Although steam engines had been in existence for some time, it was James Watt who made a breakthrough in the process and the age of steam truly got underway.

In the 1700s, steam was used to remove water from the mines, although this was a far cry from the powerful steam-powered engines which developed later.

The first steam pump was invented by Thomas Savery in 1698 and his vacuum pump replaced animal labour which had been used to draw water from the mines up until that time.

Steam power is based on the principle that the condensation of water vapour creates a vacuum. Although it was more efficient than animal power, the vacuum pump could only lift water from depths of around 80 feet and secondly, boiler explosions were not uncommon. This first steam engines required vast quantities of steam as they cooled at every stroke.

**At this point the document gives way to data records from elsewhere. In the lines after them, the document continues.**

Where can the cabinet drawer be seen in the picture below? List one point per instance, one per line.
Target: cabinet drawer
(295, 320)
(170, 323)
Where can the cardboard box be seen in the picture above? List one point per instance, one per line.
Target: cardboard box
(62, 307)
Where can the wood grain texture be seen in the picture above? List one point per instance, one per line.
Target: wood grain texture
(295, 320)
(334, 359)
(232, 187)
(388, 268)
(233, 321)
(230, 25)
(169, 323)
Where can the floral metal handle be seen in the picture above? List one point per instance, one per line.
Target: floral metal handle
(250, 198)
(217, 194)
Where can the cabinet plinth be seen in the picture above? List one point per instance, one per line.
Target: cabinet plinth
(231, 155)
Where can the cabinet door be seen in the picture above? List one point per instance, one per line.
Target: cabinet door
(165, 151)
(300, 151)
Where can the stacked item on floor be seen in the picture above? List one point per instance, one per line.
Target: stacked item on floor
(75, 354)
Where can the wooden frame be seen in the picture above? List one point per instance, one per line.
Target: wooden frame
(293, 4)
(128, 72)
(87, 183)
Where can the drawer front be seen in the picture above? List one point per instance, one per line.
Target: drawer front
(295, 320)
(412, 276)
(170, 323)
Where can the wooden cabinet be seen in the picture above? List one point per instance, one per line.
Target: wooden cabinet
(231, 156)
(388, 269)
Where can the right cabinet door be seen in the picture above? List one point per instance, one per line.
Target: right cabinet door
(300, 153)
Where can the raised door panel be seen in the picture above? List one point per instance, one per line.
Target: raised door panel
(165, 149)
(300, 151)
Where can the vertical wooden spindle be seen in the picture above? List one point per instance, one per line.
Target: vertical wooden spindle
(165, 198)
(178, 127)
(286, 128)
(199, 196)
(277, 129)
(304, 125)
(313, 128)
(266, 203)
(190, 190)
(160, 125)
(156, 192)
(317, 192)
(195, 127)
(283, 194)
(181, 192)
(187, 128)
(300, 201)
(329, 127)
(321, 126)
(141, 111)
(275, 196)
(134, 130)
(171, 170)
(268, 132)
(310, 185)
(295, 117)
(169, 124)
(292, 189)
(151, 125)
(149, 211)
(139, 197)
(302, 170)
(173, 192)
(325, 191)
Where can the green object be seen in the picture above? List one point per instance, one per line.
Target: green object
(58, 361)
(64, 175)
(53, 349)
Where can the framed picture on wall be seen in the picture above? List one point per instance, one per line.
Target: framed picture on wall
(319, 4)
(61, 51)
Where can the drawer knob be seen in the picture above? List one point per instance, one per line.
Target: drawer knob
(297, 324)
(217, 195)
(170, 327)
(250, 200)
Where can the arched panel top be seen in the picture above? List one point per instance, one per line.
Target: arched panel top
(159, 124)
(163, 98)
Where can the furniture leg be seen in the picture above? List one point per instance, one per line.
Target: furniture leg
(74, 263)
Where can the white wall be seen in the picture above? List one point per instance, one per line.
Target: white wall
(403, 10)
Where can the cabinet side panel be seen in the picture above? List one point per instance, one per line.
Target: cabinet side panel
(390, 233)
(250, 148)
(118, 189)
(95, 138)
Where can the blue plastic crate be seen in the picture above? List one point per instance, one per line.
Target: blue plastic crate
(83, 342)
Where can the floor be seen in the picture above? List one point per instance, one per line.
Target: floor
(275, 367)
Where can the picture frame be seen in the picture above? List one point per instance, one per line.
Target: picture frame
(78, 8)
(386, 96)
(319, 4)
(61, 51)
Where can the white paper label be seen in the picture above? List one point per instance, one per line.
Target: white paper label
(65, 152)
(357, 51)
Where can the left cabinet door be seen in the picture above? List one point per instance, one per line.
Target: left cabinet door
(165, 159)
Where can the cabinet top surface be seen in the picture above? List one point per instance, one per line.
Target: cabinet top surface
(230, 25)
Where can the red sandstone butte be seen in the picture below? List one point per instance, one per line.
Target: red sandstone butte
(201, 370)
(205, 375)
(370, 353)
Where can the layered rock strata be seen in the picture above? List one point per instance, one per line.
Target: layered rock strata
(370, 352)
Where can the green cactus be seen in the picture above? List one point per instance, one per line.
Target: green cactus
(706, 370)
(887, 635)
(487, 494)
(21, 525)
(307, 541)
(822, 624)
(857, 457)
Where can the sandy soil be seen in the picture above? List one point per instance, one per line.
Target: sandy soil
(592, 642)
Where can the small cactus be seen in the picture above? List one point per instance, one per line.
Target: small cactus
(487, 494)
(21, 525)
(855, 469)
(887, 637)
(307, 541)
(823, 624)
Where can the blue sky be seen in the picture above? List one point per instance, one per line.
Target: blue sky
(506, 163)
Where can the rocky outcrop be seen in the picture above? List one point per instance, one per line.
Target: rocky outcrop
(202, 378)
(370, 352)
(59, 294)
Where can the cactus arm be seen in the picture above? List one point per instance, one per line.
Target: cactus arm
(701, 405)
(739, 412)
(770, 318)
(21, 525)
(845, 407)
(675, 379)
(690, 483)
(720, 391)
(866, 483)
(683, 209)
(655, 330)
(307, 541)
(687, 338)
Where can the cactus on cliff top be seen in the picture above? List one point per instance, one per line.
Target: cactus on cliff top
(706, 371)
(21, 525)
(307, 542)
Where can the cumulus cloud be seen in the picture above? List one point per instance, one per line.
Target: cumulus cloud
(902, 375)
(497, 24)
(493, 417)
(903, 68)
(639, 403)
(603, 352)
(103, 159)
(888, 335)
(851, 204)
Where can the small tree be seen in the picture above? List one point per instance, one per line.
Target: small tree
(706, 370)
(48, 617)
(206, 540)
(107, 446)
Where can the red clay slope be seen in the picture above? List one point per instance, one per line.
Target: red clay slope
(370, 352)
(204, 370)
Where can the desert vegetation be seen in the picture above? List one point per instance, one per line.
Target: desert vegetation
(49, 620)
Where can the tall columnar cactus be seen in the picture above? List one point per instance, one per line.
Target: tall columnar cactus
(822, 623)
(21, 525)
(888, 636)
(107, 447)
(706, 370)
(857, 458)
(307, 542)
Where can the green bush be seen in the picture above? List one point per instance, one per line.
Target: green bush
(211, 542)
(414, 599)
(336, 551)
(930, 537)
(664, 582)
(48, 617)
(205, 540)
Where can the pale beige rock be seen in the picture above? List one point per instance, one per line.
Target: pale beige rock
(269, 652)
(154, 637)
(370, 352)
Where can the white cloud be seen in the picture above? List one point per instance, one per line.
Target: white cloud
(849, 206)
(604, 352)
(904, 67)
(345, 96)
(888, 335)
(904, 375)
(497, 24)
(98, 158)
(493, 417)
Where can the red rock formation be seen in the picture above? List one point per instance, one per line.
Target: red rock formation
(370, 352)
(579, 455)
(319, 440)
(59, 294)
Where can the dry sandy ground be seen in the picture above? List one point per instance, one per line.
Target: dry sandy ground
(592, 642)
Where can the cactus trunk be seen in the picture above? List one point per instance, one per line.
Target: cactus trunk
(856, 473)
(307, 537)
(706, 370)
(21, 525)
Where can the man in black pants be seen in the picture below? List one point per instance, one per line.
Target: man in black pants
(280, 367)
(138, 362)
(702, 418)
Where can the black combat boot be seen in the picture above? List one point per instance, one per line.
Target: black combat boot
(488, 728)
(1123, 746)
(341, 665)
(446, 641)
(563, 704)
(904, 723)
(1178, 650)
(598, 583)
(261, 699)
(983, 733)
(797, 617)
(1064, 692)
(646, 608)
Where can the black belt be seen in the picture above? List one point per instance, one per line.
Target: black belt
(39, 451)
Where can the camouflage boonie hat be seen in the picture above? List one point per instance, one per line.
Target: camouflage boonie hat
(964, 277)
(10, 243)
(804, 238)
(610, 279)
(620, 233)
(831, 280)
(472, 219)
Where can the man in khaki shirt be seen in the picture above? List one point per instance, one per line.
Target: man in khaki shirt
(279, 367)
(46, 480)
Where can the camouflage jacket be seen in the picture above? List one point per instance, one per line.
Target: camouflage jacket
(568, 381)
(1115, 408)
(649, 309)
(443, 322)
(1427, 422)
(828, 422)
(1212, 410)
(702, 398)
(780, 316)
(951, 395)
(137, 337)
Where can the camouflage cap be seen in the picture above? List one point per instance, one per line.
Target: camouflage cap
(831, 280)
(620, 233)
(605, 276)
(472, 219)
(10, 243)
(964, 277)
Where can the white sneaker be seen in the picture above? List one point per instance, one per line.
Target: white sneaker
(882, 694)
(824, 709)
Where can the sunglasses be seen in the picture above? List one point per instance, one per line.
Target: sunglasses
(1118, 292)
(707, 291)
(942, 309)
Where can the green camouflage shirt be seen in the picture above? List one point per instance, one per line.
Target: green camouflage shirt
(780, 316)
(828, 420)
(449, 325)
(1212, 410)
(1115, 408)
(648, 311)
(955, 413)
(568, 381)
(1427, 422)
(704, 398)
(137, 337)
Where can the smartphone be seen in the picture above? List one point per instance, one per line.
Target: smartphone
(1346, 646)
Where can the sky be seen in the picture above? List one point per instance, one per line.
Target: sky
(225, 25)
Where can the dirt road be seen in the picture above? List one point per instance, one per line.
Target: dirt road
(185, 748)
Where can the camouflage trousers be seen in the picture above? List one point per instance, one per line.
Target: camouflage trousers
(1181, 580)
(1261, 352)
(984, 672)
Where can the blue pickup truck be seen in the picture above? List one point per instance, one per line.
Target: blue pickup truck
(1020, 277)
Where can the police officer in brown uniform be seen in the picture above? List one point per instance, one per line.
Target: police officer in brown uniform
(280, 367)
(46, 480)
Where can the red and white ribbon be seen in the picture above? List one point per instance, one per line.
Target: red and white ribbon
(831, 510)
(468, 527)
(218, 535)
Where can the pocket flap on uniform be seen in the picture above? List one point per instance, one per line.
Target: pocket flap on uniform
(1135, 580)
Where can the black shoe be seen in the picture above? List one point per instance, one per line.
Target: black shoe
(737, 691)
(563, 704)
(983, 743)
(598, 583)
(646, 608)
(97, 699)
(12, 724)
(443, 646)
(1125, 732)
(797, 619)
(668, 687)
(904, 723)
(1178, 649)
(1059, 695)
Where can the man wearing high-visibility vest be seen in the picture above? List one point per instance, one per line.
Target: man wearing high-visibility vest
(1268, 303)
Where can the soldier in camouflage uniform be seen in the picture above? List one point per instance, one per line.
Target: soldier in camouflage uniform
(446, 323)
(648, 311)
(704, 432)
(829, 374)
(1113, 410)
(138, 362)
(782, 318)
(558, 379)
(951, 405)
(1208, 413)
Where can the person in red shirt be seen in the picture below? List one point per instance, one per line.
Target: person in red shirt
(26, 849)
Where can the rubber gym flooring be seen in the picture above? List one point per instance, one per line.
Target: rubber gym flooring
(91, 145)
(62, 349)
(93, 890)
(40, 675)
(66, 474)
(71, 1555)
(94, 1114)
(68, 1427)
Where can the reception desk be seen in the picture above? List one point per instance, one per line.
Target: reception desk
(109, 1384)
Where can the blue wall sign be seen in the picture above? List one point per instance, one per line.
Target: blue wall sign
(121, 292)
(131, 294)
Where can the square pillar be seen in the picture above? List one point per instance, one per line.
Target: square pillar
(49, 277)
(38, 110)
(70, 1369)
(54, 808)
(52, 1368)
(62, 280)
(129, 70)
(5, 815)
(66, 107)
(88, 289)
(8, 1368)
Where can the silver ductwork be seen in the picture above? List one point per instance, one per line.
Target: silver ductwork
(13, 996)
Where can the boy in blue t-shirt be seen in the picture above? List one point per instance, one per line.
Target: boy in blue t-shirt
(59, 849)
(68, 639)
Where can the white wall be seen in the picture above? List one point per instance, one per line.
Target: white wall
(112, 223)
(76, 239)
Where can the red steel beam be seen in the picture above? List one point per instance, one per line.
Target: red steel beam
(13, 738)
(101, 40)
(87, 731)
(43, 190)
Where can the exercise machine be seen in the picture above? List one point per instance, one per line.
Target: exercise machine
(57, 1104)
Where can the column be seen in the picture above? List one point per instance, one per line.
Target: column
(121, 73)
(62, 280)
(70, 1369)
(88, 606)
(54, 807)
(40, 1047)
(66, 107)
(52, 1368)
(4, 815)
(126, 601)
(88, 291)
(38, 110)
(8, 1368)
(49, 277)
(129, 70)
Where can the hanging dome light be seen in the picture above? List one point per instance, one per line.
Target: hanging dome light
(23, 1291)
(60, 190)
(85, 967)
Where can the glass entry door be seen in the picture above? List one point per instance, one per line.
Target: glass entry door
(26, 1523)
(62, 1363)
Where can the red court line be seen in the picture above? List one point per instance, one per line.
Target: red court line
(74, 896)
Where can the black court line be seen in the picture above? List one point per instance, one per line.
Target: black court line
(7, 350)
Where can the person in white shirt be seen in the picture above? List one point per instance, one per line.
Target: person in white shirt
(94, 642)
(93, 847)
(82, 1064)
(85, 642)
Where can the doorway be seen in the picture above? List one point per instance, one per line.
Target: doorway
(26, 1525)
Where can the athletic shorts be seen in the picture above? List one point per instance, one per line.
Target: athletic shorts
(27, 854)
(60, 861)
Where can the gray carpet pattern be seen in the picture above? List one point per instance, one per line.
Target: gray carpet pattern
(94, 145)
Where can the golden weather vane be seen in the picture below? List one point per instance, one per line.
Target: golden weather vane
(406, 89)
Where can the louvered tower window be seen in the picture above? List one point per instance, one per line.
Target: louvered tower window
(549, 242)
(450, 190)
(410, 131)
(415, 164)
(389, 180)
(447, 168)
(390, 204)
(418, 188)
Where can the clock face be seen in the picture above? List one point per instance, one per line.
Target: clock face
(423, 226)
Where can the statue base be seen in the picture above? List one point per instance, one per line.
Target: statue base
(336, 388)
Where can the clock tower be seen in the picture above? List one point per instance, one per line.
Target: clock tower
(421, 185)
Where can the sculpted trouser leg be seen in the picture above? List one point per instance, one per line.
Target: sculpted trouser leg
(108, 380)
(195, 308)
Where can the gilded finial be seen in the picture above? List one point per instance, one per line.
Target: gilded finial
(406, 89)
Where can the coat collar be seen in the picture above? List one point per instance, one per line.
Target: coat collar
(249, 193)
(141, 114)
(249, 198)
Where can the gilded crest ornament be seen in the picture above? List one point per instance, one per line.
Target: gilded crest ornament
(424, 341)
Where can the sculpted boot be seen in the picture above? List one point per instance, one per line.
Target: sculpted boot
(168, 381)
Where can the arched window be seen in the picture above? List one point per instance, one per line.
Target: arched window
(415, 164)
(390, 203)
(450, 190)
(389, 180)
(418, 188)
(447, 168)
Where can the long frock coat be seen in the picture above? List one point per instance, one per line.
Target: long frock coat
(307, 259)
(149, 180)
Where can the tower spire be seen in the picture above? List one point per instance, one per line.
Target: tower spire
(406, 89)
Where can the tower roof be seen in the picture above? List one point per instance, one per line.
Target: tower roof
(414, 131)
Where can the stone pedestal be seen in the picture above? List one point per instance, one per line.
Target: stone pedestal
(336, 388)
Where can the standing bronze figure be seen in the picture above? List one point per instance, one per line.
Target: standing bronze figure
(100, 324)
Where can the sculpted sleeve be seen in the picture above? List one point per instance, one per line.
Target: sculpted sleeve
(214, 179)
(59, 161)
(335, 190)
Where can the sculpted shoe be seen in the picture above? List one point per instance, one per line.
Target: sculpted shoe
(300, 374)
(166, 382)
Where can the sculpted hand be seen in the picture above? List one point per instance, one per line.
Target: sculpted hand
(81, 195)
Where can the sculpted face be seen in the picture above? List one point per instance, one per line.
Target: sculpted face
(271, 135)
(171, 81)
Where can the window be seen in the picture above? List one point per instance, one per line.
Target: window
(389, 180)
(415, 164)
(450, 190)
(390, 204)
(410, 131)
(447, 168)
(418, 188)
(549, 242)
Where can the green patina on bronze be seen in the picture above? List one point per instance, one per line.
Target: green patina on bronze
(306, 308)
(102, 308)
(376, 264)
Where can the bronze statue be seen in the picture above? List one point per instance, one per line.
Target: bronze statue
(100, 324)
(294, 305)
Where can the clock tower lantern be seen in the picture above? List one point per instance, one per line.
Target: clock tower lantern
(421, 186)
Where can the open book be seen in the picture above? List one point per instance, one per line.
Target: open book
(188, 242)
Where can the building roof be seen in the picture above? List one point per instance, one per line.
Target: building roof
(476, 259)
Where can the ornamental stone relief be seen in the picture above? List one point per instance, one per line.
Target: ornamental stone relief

Thomas Newcomen worked on Savery's patent to improve the original idea by using atmospheric pressure. However they were still inferior to James Watt's invention.

In 1765, Watt went on to invent a separate condenser when he was just 29. Financed by Matthew Boulton, it took another 11 years before Watt's idea was implemented.

Watt's engine operated on the principle of the steam piston being pulled down by the vacuum. His design also allowed the steam cylinder to retain its heat throughout the cycle making it more efficient, unlike its forerunners. Valves allowed the steam to be sucked into a separate condenser and then pumped along with the air pump.

Soon this new engine technology was applied to other uses beyond just pumping the mines. By 1800 Boulton and Watt engines were used in 84 cotton mills and factories which were rapidly developing during the Industrial Revolution.

Watt then devised a mechanism for the piston to work up and down while the parallel motion beam worked in an arc. Steam was used to propel the piston by pushing it, rather than the old methods which used the vacuum to pull it.

Finally a speed control was developed, connected to the throttle valve. Watt eventually retired in 1800 and died in 1819, satisfied with his life's achievements.

For steam engine enthusiasts, restored steam engines are now an interesting part of the exhibits on display at Bressingham Steam and Gardens, the Colne Valley Railway and Museum at Castle Hedingham and the Kew Bridge Steam Museum in Brentford.